A particle is moving in a straight line with velocity $v$ m s$^{-1}$ at time $t$ seconds as shown by the graph below - AQA - A-Level Maths: Mechanics - Question 15 - 2020 - Paper 2

To apply the trapezium rule, we first identify the interval and the corresponding $y$-values based on the graph:

• We divide the interval [$20, 100$] into four equal strips, giving us a strip width of: $h = \frac{100 - 20}{4} = 20$

• The $x$-values (time) are: $20, 40, 60, 80, 100$.

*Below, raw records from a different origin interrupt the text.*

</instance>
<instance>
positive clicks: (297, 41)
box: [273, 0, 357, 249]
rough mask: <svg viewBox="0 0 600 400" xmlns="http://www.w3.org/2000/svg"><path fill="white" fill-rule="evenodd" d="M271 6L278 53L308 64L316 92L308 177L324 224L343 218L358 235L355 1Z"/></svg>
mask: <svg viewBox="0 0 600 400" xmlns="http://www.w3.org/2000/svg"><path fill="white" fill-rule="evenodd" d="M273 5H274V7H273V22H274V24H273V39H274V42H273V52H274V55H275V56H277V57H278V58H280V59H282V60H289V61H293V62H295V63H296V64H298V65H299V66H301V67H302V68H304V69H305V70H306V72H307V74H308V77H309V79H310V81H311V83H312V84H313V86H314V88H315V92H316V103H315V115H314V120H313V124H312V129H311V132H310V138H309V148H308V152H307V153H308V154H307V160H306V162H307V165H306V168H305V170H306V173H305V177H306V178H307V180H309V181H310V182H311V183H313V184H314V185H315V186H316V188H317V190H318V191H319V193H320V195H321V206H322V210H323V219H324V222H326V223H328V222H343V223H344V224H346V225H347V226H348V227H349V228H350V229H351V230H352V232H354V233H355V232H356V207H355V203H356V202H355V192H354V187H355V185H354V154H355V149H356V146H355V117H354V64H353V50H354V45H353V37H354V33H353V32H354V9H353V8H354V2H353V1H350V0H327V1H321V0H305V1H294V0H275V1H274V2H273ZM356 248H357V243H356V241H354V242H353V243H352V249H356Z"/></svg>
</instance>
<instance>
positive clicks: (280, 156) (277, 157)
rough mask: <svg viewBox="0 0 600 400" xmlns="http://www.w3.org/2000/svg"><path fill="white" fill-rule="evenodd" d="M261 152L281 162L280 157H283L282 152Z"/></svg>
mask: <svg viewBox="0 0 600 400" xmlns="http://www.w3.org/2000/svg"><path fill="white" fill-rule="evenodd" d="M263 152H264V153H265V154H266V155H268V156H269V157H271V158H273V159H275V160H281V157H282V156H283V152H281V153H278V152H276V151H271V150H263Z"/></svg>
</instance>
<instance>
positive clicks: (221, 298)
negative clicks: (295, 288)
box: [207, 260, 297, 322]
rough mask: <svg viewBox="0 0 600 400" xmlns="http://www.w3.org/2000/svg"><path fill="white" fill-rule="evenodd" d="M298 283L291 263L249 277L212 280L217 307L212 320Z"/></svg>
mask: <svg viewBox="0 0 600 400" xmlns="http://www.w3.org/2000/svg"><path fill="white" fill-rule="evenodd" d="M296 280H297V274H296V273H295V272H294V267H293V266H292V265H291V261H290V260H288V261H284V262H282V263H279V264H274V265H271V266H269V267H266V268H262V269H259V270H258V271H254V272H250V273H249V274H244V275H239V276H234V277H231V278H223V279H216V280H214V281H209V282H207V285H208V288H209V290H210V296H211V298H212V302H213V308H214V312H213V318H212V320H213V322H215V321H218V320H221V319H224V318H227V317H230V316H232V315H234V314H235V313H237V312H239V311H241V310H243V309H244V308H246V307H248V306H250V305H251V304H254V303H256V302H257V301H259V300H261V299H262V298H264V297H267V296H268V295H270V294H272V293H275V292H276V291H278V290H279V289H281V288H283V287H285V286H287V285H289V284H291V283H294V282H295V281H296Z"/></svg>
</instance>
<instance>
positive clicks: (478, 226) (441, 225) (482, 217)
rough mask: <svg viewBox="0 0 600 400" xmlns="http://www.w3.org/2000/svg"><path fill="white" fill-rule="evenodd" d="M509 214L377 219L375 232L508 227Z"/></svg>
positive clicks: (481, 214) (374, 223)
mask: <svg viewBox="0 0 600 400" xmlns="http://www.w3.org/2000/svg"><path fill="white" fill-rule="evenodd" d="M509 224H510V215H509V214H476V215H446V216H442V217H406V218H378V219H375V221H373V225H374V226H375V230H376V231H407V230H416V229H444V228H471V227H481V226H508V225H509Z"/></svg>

• The corresponding $y$-values (velocity) at these points are:

  • $y_0 = 120$ (at $t=20$)
  • $y_1 = 140$ (at $t=40$)
  • $y_2 = 80$ (at $t=60$)
  • $y_3 = 20$ (at $t=80$)
  • $y_4 = 0$ (at $t=100$)

Using the trapezium rule formula:

$\text{Area} \approx \frac{h}{2} (y_0 + 2y_1 + 2y_2 + 2y_3 + y_4)$

Substituting the values:

$\text{Area} \approx \frac{20}{2} (120 + 2(140) + 2(80) + 2(20) + 0)$ $= 10 (120 + 280 + 160 + 40)$ $= 10 \times 600 = 6000$

Thus, the estimated distance travelled by the particle from $20$ s to $100$ s is $6000$ meters.